Dès lors, le déchaînement de la force militaire ne connaît plus de bornes. Sur l’ensemble du Qalamoun, les activistes s’emploient à prévenir leurs compatriotes et les médias étrangers, via les réseaux sociaux entre autres, des départs de missiles vers le nord ou le sud du pays. Les SCUD s’abattent un peu partout, faisant une quantité de morts. En parallèle, les alliés du régime le forcent à concentrer son dispositif sur un espace plus réduit. La ville de Raqqa et la quasi-totalité du gouvernorat de Deir al-Zor, dont les accès échappent au contrôle des forces régulières, sont abandonnées aux insurgés. Ailleurs, le long des grands axes reliant Lattaquié, Tartous, Homs et Damas, des offensives coûteuses en hommes et mobilisant des moyens considérables – le bilan des pertes essuyées par la troupe lors de la conquête de Qusseir reste entouré de secret – montrent l’efficacité du nouveau dispositif et permettent de clamer victoire. Les villes récupérées sont vides d’habitants, mais qu’importe. Cette stratégie accélère la partition du pays et donne aux combats une tournure de plus en plus confessionnelle, mais qu’importe encore.

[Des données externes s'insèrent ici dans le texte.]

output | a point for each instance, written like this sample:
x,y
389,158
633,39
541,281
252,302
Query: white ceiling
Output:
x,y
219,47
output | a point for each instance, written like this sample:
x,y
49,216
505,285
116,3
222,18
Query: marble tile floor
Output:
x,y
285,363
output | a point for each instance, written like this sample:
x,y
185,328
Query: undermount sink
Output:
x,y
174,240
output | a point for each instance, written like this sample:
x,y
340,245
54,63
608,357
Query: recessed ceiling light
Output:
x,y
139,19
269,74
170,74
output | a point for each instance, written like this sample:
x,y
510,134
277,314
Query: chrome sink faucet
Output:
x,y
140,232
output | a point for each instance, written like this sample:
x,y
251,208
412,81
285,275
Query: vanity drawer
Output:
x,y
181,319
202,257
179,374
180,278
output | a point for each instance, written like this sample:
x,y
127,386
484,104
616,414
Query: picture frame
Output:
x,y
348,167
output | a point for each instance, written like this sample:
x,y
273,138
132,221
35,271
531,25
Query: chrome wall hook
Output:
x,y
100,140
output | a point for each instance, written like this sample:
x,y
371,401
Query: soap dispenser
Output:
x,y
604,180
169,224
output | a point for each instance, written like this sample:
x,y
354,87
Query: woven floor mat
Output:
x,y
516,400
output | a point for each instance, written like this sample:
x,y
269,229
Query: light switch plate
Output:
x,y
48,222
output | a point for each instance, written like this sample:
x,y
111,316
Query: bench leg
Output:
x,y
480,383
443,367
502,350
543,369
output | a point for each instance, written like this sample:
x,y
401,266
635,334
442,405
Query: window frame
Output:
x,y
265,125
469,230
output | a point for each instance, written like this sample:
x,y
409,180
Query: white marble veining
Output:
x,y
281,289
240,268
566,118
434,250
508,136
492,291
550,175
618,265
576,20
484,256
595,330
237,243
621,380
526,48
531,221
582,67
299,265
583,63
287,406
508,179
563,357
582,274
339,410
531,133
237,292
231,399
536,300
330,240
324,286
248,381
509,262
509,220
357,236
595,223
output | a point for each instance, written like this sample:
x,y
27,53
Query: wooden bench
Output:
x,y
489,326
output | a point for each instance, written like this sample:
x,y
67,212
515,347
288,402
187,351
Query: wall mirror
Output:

Au prix du déclenchement d’une guerre au niveau national, armé par une superpuissance et entraîné par deux alliés aguerris dont les troupes se fourvoient dans des massacres de Syriens, Bachar al-Assad est maintenant en mesure de récupérer quelques lambeaux meurtris de son territoire. Ses victoires symboliques l’autorisent à proclamer l’issue prochaine de ce qu’il n’a pas renoncé à qualifier de « guerre extérieure », alors qu’il ne s’agit de rien de plus que d’une opération de répression aux proportions démesurées.

Dans ce nouveau contexte, il se contente de lâcher de temps en temps quelques barils sur les populations des villes assiégées dont il entend faire de la vie un enfer. Mais ces armes primitives ne constituent plus pour lui une arme décisive. L’illusion d’une victoire militaire existe encore chez les alliés du régime qui se refusent à voir que celui-ci ne vainc pas. Il survit seulement en précipitant la Syrie dans le chaos et la destruction.